2. The Temporal Sites Program. While our “Global Sites” program enlarges students’ geographical and cultural experience, few have commented on its temporal narrowness. Students may travel far in space, but find themselves still inhabiting the Now, just like the rest of us stay-at-homes. To overcome temporal provinciality, I propose that Trinity launch a program in Temporal Sites, in which students engage in intensive study in the remote past or far future. Examples include:– The ‘Sixties Semester: Students spend a semester wearing bell-bottoms and paisley, using the word “groovy” a lot, and protesting the War in Viet Nam. — Serf and Turf Program: A semester of fealty and subsistence farming on the main quad – what better way to explore the Y1K problem? Features: rooming with domestic animals; Bubonic Plague Exploratory Internship; Midterm bath.– 24th Century Perspectives Exchange Program with Star Fleet Academy: Meet Wesley Crusher, wear your Star Fleet jammies to class, and catch up on subspace gossip (in Klingon, of course). The Warp Core Curriculum includes: Space-Time Management; Ferengi Econometrics; Transporter Maintenance/Refrigerator Repair; Dilithium Crystal Gazing. Required: Set Phasers on Stun.

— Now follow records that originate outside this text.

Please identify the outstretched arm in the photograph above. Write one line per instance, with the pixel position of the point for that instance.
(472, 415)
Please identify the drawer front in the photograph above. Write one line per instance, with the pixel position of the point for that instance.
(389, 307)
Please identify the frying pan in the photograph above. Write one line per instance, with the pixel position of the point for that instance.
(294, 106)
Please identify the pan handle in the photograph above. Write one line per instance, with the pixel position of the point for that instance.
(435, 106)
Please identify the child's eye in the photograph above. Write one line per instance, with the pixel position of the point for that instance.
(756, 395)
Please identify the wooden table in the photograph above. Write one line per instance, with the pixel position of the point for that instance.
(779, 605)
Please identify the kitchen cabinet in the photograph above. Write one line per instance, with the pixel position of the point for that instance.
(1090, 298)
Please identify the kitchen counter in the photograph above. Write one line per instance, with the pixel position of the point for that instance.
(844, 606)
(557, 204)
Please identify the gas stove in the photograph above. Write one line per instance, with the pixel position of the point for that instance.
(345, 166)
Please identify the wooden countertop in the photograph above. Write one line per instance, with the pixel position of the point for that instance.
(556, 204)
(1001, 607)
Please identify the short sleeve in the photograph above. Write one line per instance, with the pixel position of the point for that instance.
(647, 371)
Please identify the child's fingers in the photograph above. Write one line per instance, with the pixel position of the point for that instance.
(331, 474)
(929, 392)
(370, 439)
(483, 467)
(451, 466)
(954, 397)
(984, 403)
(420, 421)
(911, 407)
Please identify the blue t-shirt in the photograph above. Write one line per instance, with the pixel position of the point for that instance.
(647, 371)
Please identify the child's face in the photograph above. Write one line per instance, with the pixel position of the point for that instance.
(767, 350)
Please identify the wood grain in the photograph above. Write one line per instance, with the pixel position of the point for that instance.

3 TCCCCCJ. A recent survey revealed that 22% of adult Americans had heard of Trinity College. Yet, 89% had heard of Bob Hope, the 137 year old comedian (most recently in the news for entertaining our troops in Dunkirk). Why the disparity? One obvious reason is that Hope has a staff of joke writers — as many as a dozen working full time for him. How many joke writers does Trinity employ? Zero. The Trinity Center for Constructing Contagious Collegiate Jokes will close the gap. The Center will seek external funds to retain lots and lots of FTEs (Full Titter Equivalents) to infuse our curriculum with interdisciplinary, intradisciplinary, and crossdisciplinary one-liners, puns, sarcasm, and irony. We can say to the world, “Take our college — please.”
4. The Trinity Exclamation Initiative! We are very excited (!) about everything going on here, and yet if you look at Trinity promotional literature, you find many sentences that end with simple periods! Can a boring old period convey the inspiration, the hope, and the potential of these times?! Of course not! With the help of a grant from an anonymous (!!) donor, we will systematically upgrade our punctuation to reflect our true feelings! The Exclamation Initiative will also fund pilot programs to explore multiple exclamations (!!!) and their impact on our admissions pool!!!!! And even other kinds of punctuation, like smilies 🙂 and dotting our i’s with little flowers!!!!!!!! (Do not confuse this with the Trinity Center for the Study of Italics.)
In sum, I urge the Trustees, this week’s Administration, the PPC, EPC, SGA, TCAC, CLI, FBI, and CIA to look into these strategic plans right away, by next week at the latest. Oh, and we’ll need a new slogan too:
Trinity College: Liberal arts… with a difference …with a difference.